This is a little dated, but it's a topic I brought up on my twitter as it came out.
I'm extremely interested in the recent GM situation. Check out this article: http://www.nytimes.com/2009/06/01/business/01auto.html?_r=2&hp.
In order to save GM, Obama took a 60% stake in the company. Although he assures critics that the government will take a silent backseat when it comes to corporate decision-making, the fact remains, that GM has been virtually "nationalized".
Is this a slippery slope, as conservatives are calling it? I wouldn't take it that far. But it certainly questions the face of capitalism and government-involved as undertaken specifically by Obama (yes, the bailouts began under Bush, but direct stakes in companies only began this year). Michael Useem, a professor of management at Wharton says in the article that this decision would "mean a new chapter in the history books on American capitalism." Indeed, silent backseat or not, we're facing heavy government involvement....maybe in a place that we don't want or need it.

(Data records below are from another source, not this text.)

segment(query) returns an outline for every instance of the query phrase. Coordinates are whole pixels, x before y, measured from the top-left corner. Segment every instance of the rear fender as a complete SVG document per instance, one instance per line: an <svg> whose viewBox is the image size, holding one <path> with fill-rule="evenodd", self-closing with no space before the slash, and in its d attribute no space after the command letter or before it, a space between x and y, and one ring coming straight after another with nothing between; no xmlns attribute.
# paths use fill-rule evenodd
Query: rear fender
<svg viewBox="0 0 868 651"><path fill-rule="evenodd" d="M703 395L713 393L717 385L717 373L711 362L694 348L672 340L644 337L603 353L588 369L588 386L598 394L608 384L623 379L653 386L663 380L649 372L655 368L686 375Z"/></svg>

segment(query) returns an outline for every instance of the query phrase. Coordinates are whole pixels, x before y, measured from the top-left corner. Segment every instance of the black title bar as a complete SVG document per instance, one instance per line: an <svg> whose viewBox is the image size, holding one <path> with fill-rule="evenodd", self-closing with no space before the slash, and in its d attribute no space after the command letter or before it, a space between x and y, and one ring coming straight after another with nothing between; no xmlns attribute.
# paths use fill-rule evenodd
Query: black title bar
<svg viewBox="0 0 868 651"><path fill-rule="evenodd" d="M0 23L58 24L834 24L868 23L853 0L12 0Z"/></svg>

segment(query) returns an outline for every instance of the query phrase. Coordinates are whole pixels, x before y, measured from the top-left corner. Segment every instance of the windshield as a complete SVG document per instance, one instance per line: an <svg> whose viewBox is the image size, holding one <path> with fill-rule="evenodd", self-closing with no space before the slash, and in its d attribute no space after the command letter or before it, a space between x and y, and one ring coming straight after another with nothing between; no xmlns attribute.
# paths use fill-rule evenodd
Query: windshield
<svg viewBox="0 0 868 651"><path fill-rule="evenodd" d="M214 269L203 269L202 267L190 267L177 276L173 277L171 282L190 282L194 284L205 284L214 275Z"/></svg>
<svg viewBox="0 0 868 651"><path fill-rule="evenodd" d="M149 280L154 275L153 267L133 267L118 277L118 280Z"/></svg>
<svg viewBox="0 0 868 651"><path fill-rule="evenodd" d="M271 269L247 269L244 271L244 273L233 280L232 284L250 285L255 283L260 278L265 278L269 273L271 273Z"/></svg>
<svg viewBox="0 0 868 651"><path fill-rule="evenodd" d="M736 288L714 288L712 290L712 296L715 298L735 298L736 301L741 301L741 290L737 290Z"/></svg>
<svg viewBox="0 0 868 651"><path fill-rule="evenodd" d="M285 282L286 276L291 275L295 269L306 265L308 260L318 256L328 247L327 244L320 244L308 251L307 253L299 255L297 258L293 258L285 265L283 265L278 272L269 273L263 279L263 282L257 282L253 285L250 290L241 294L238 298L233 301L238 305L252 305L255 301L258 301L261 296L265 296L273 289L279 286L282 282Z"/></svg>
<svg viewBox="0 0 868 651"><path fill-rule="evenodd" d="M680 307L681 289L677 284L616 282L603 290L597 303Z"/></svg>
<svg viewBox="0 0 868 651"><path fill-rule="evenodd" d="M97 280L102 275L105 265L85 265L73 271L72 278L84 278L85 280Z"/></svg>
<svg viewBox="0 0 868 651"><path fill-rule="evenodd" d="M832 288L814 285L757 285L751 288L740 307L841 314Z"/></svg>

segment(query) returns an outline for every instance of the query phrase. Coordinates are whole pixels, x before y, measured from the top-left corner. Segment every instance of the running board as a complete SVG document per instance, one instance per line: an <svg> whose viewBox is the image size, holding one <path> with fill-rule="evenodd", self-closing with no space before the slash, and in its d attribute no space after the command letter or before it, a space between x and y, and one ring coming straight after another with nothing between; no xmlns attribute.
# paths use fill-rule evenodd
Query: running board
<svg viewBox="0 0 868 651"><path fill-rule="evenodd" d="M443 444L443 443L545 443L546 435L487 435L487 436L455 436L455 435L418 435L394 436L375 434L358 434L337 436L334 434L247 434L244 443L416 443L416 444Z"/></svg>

As Robert Reich, a noted liberal economist, Professor at Berkeley, and the Secretary of Labor under Clinton, has said, this bailout is a waste of taxpayer money and pointless. (Ref: http://www.businessinsider.com/robert-reich-the-gm-bailout-is-a-waste-we-need-a-post-manufacturing-economy-2009-6). This is somewhat true. Although GM, in its new strings of advertisements, are assuring potential consumers that it's being reborn, simple research is proving otherwise. One research group estimated that GM's market share is going to go down to 17% from a slipping 19% (GM predicted a healthy 18.5% in its own research). GM automobiles have more breakdowns and have a higher MPG usage than any Japanese car. Young consumers go straight to Japanese dealerships now instead of even considering American cars.
So, what kind of precedent does the government's involvement in GM set for corporate responsibility and financial strength? And, more importantly, are we trespassing a fine line that American capitalism was not set up to transgress?
Hmm. Political economy at its finest. Thoughts?